Sur Internet, les débats sont féroces et abordent, entre autres, la violence de certaines manifestations. Les autorités ont souligné le caractère généralement pacifique des rassemblements et ont condamné les actes de “vandalisme” qui ont eu lieu dans certaines villes, avec des scènes de pillages, des véhicules brûlés et des centaines de blessés.

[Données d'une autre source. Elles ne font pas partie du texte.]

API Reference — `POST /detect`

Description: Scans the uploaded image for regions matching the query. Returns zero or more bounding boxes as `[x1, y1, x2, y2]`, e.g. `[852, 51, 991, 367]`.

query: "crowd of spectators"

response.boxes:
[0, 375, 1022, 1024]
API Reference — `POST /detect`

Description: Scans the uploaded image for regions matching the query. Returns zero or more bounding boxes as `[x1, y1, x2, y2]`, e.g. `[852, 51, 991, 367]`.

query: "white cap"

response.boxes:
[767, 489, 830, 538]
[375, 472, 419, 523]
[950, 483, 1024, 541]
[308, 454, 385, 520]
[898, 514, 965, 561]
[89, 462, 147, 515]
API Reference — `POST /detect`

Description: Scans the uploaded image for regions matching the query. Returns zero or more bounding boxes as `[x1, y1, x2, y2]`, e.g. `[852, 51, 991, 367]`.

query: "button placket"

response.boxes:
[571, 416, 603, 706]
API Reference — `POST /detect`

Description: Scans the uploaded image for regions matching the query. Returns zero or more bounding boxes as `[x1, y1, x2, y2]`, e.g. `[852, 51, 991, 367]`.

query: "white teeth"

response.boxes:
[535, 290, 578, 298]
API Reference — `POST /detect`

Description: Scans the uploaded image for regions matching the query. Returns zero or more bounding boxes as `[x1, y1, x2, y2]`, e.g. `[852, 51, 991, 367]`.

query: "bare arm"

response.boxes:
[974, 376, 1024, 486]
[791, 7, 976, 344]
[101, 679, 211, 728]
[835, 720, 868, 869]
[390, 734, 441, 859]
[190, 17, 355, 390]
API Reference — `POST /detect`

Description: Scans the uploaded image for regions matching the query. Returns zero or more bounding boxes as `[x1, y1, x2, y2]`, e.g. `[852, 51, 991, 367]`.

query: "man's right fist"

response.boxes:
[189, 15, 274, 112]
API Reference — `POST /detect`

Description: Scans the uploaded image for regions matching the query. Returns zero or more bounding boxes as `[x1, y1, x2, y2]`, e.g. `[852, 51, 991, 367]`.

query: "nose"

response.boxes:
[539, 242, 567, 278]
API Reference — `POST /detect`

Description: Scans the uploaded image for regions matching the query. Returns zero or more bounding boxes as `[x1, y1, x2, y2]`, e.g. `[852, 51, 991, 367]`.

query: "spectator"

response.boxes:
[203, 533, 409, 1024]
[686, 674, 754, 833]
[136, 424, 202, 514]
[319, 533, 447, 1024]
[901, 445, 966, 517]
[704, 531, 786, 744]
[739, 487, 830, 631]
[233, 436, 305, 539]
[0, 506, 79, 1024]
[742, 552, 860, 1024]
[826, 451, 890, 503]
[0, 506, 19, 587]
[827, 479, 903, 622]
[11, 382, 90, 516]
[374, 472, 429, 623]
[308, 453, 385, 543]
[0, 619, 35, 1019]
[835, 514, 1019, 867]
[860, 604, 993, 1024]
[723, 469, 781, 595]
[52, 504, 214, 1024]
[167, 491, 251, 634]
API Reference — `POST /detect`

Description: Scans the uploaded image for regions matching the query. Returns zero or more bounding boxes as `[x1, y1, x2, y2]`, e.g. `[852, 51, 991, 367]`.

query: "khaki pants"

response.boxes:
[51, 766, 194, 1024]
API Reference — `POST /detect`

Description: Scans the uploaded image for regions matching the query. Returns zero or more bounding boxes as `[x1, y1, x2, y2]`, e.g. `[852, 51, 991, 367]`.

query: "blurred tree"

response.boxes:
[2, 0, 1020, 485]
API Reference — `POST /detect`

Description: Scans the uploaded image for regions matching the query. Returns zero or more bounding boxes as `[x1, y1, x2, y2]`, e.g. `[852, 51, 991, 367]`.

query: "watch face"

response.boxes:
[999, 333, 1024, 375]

“Il y a déjà eu deux morts, protestons pacifiquement, les gars”, a demandé une internaute, après avoir appris que les manifestations de jeudi avaient causé la mort de deux personnes.

La lutte continue

A l’origine des premières manifestations à Sao Paulo, le Mouvement Passe Livre (Libre passage, MPL) a confirmé qu’il continuerait à organiser des manifestations, même si les autorités ont annulé la hausse de prix des transports publics.

Certains porte-parole du mouvement avaient déclaré vendredi qu’ils suspendaient les appels à manifester, pour marquer leur refus de la violence et en raison de l’opposition de certains manifestants à ce que se joignent à eux des membres de partis politiques.

A l’idée que le MPL cesse de manifester, Twitter bruissait de critiques. “La lutte continue. Pour que le Brésil change, la lutte ne peut cesser!”, écrivait un membre du réseau social.

Sur Internet du moins, les Brésiliens paraissaient toujours déterminés à manifester, et de nouveaux rassemblements étaient annoncés samedi.